I get 'division by zero' when I run indexer.pl or other strange things happen, like 'sdbm store returned -1, errno 22'.

Try again after doing this:
  1. Remove all files in the data directory
  2. Install DB_File (see a previous question for instructions)
This shouldn't happen with that latest version, please update.

I always get "Can't 'next' outside a block at indexer_filesystem.pl line 33".

This is a bug only in version 3.20. In indexer_filesystem.pl you need to replace next by return in line 33 and 34.

It doesn't index all of my files.

If you are indexing your local filesystem check the values of @EXT in conf.pl and the entries in conf/no_index.txt. If you make changes to those values, you will have to run indexer.pl again. If you are indexing via http, check the following list:
  • Remember that the script will only find files that are directly or indirectly linked from your start page ($HTTP_START_URL).
  • If you have pages which are only accessible with Cookies, Java, Javascript, Flash etc enabled, these will not be indexed either. This is not a bug in Perlfect Search but a general problem that other search engines have too. You'll have to rework your pages to also work without Cookies/Java/Javascript/Flash.
  • Framesets need a proper <noframes> section with correct links.
  • Perlfect Search only follows links, it does not try to submit forms. So every automatically generated page that should be indexed needs to be accessible via a common link.
  • If all that does not help, check the values of @HTTP_CONTENT_TYPES and $HTTP_LIMIT_URL and turn on $HTTP_DEBUG to get more debugging output during indexing.
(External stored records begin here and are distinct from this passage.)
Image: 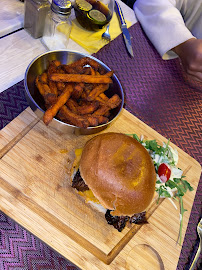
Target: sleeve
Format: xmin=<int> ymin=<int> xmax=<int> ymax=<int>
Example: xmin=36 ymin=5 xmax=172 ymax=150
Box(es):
xmin=134 ymin=0 xmax=193 ymax=59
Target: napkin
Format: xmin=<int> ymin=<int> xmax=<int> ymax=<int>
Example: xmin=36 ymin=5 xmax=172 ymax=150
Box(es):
xmin=70 ymin=13 xmax=131 ymax=54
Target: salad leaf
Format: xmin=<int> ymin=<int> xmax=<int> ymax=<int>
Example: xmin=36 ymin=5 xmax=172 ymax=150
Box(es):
xmin=130 ymin=134 xmax=193 ymax=245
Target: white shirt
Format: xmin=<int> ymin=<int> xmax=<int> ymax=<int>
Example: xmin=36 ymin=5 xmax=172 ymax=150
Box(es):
xmin=134 ymin=0 xmax=202 ymax=59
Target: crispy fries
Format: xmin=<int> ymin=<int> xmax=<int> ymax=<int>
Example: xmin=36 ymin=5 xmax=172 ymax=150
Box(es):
xmin=43 ymin=84 xmax=73 ymax=125
xmin=50 ymin=73 xmax=112 ymax=83
xmin=35 ymin=57 xmax=121 ymax=128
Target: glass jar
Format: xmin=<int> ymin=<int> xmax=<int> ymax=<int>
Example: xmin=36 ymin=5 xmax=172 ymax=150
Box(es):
xmin=74 ymin=0 xmax=114 ymax=31
xmin=24 ymin=0 xmax=50 ymax=38
xmin=41 ymin=0 xmax=72 ymax=50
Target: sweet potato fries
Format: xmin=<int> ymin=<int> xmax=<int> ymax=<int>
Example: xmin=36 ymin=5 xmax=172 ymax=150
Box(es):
xmin=35 ymin=57 xmax=121 ymax=128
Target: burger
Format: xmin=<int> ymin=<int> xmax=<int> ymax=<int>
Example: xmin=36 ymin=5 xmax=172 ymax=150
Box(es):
xmin=72 ymin=132 xmax=156 ymax=231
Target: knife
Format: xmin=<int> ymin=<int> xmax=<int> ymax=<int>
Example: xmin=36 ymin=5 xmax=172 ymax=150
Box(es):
xmin=115 ymin=1 xmax=134 ymax=57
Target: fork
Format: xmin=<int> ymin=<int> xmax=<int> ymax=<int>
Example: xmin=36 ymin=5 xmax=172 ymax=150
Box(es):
xmin=102 ymin=24 xmax=111 ymax=42
xmin=189 ymin=218 xmax=202 ymax=270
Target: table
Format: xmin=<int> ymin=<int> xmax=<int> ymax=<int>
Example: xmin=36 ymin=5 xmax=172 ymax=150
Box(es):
xmin=0 ymin=0 xmax=201 ymax=269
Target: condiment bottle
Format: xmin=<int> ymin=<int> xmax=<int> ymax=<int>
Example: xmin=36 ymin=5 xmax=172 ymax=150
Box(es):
xmin=41 ymin=0 xmax=72 ymax=50
xmin=24 ymin=0 xmax=50 ymax=38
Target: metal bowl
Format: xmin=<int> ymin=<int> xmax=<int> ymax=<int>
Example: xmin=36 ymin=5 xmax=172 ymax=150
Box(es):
xmin=24 ymin=50 xmax=124 ymax=135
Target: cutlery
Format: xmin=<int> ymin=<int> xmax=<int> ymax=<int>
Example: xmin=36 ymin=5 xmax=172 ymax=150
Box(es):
xmin=189 ymin=218 xmax=202 ymax=270
xmin=102 ymin=24 xmax=111 ymax=42
xmin=115 ymin=1 xmax=134 ymax=57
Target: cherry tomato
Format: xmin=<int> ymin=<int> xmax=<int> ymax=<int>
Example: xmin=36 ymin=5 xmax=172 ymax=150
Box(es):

It doesn't index my PDF or MS-Word files.

First add "pdf" (and "PDF" if necessary) to @EXT in conf.pl. If you are indexing via http you have to add application/pdf to @HTTP_CONTENT_TYPES. Similar for MS-Word files, which have content type application/msword. In any case you have to set %EXT_FILTER correctly.

indexer.pl just stops before it finishes.

See the answer to the question "How many pages can it handle?".


Usage

How do I run the indexer?

Just cd in the directory where the indexer.pl file is installed (that should be perlfect/search/ in your cgi-bin directory if you used the setup utility) and type ./indexer.pl. That should do the trick.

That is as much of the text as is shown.